On June 30, counsel for the defendants countered with arguments that the opioids manufacturers and distributors were not responsible for the drug epidemic, contending that the state, which had access to information that would allow it to track the numbers and quantities of drug shipments, had failed to adequately monitor either the doctors who improperly prescribed the painkillers or the pharmacies that inappropriately filed the prescriptions. The defense argued that the state, in fact, encouraged “appropriate” opioid use, citing a 1998 publication from the New York State Public Health Council that described opioid use as part of a proper pain management regimen. Counsel also stated that when properly used to treat “bona fide” pain, addiction to opioids is rare. The attorney for Endo Pharmaceuticals stated that most opioid deaths result not from a person’s own prescriptions but from opioids that are prescribed to one person but taken or abused by another.
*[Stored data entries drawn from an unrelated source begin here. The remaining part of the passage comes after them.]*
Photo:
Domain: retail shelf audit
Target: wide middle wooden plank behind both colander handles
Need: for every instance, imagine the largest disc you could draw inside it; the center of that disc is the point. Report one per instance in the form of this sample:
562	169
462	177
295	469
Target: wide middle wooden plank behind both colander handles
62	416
Testimony on July 7 provided jurors with a broad history of opioid addiction, beginning with Civil War-era drug use and leading to the recent relaxation of attitudes by the medical community about opioid use. According to expert testimony, prior to the twentieth century, opioids were prescribed with caution and their addictive properties were well known. In the 1990s however, doctors’ attitudes shifted and they were far more likely to prescribe opioids for non-cancer pain, largely as a result of aggressive marketing by the manufacturers and suppliers.
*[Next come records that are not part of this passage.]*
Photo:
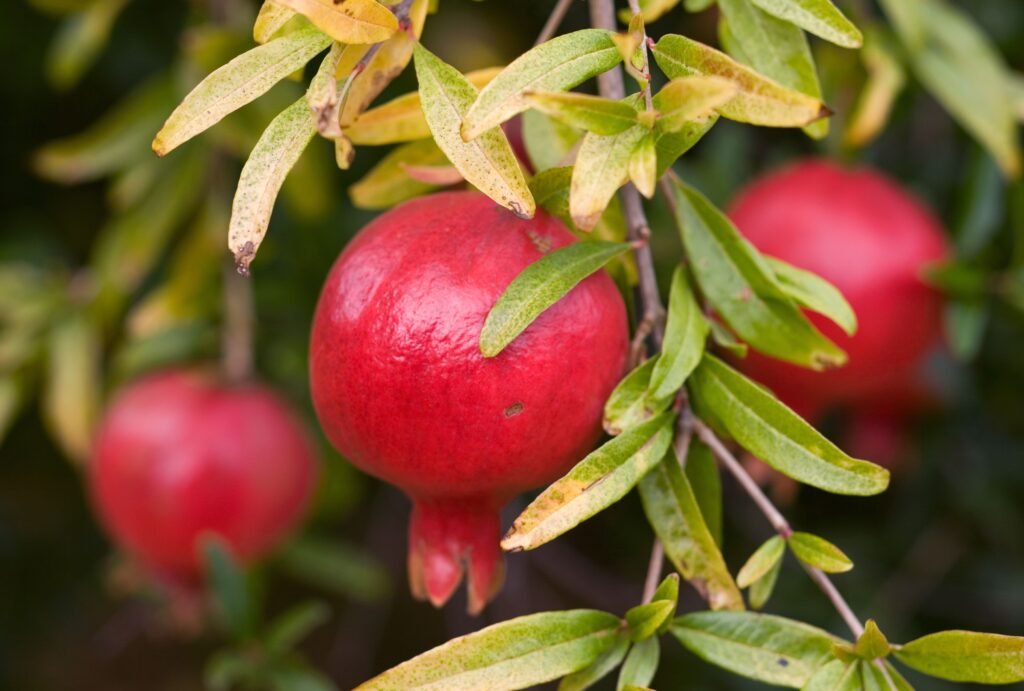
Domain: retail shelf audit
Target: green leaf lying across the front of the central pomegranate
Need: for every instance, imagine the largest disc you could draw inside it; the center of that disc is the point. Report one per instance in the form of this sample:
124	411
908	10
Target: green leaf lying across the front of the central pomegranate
539	287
Although the complexity of the issues involved in this opioid lawsuit remains formidable, the New York trial will focus on a single issue – whether the defendants had incited the opioid crisis and created a public nuisance. Jurors are determining liability only but not any damages. Moreover this trial is focused on “abatement”, that is, addressing the costs accrued by the plaintiffs, mitigating any ongoing harm and seeking to prevent future crises through education and treatment programs.
Two other ongoing trials involving opioids are taking place in California against a number of manufacturers and West Virginia against a group of distributors, however both of these trials are being heard by a judge.